Consortium of institutes for advanced study

The Some Institutes for Advanced Study (SIAS) consortium organizes ten "institutes for advanced study" founded on the same principles as the Institute for Advanced Study in Princeton, New Jersey. The members are:
- Institute for Advanced Study in Princeton, New Jersey, United States
- Center for Advanced Study in the Behavioral Sciences in Stanford, California, U.S.
- National Humanities Center in Durham County, North Carolina, U.S.
- Radcliffe Institute for Advanced Study in Cambridge, Massachusetts, U.S.
- Netherlands Institute for Advanced Study in Amsterdam, Netherlands
- Swedish Collegium for Advanced Study in Uppsala, Sweden
- Berlin Institute for Advanced Study in Berlin, Germany
- Israel Institute for Advanced Studies in Jerusalem
- Nantes Institute for Advanced Study Foundation in Nantes, France
- Stellenbosch Institute for Advanced Study in Stellenbosch, South Africa

== Overview ==
SIAS members were founded explicitly to follow the Princeton model (with certain variations—not all maintain a permanent faculty, for instance), and place an emphasis on granting one-year fellowships. According to Bjorn Wittrock (2003), the Princeton institute model was "like a traditional university…devoted to the promotion of learning, but its scale was smaller and it did not offer formal instruction. Nor did it have large laboratories. It was to be a place for the most highly specialised research, yet provide an atmosphere open to intellectual exchange across all disciplinary boundaries".

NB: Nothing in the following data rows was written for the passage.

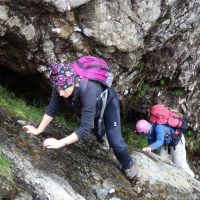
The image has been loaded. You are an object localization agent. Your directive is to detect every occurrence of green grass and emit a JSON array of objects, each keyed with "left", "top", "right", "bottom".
[
  {"left": 122, "top": 125, "right": 148, "bottom": 149},
  {"left": 0, "top": 86, "right": 43, "bottom": 120},
  {"left": 0, "top": 86, "right": 78, "bottom": 129},
  {"left": 0, "top": 152, "right": 13, "bottom": 183},
  {"left": 55, "top": 113, "right": 78, "bottom": 129}
]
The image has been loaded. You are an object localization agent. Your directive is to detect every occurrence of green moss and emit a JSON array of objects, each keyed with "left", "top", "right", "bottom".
[{"left": 159, "top": 79, "right": 165, "bottom": 86}]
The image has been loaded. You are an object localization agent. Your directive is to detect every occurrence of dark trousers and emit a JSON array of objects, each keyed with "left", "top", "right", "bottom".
[{"left": 94, "top": 95, "right": 133, "bottom": 170}]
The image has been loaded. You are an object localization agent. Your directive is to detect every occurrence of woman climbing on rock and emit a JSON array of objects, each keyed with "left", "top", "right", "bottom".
[{"left": 23, "top": 56, "right": 137, "bottom": 180}]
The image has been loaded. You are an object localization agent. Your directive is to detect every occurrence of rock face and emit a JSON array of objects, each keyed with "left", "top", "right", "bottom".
[
  {"left": 0, "top": 0, "right": 200, "bottom": 127},
  {"left": 0, "top": 108, "right": 200, "bottom": 199}
]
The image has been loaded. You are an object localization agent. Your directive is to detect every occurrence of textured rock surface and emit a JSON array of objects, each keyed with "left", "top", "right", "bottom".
[{"left": 0, "top": 109, "right": 200, "bottom": 199}]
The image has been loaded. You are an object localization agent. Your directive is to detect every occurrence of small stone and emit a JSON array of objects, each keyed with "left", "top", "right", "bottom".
[
  {"left": 16, "top": 120, "right": 27, "bottom": 126},
  {"left": 109, "top": 188, "right": 115, "bottom": 194},
  {"left": 52, "top": 28, "right": 61, "bottom": 33}
]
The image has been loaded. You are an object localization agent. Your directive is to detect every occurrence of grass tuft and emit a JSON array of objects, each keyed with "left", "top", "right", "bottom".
[
  {"left": 0, "top": 86, "right": 78, "bottom": 128},
  {"left": 122, "top": 125, "right": 148, "bottom": 149},
  {"left": 0, "top": 152, "right": 13, "bottom": 183}
]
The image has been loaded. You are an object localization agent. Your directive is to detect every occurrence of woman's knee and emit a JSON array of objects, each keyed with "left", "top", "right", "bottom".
[{"left": 109, "top": 139, "right": 127, "bottom": 152}]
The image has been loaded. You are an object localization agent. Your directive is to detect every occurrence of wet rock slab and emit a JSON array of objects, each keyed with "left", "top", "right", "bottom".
[{"left": 0, "top": 108, "right": 200, "bottom": 200}]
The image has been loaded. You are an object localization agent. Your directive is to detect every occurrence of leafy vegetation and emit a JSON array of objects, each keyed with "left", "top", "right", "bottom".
[
  {"left": 185, "top": 130, "right": 200, "bottom": 155},
  {"left": 137, "top": 82, "right": 150, "bottom": 98}
]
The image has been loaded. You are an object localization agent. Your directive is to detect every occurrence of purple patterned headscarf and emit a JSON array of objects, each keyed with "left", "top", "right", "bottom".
[{"left": 48, "top": 63, "right": 80, "bottom": 90}]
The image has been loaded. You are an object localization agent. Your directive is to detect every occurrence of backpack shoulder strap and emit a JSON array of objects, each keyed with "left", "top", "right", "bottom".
[
  {"left": 98, "top": 89, "right": 108, "bottom": 137},
  {"left": 148, "top": 122, "right": 156, "bottom": 141},
  {"left": 79, "top": 79, "right": 89, "bottom": 95}
]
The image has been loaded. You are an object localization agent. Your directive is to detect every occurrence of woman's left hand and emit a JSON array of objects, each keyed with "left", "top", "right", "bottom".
[{"left": 43, "top": 138, "right": 65, "bottom": 149}]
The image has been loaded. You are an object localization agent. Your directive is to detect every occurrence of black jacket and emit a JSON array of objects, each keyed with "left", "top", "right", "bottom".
[{"left": 45, "top": 80, "right": 116, "bottom": 139}]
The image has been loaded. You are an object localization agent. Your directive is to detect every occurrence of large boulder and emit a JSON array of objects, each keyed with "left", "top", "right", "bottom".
[{"left": 0, "top": 107, "right": 200, "bottom": 199}]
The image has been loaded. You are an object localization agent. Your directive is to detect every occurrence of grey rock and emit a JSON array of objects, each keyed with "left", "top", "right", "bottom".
[{"left": 0, "top": 112, "right": 200, "bottom": 200}]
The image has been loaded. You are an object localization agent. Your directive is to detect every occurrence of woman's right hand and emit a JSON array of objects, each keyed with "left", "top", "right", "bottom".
[{"left": 23, "top": 125, "right": 41, "bottom": 135}]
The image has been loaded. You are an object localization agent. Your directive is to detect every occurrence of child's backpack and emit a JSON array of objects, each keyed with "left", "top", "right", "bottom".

The SIAS consortium has stated several conditions any candidate institution should fulfill in order to be accepted as a new member:
1. "It should be a true place for advanced study in terms of a commitment to the highest standards of scholarship",
2. "It must offer a genuine and competitive fellowship programme - and, one may add, a programme where each individual candidate is subjected to a thorough assessment, not just accepted as part of a thematic group of scholars or selected by the convener of such a group",
3. "Its funding should be stable enough to ensure that it will continue to operate into the foreseeable future", and
4. "The institution should be part of the academic system but be independent and not be narrowly directed by any single university, or by any commercial enterprise or government department".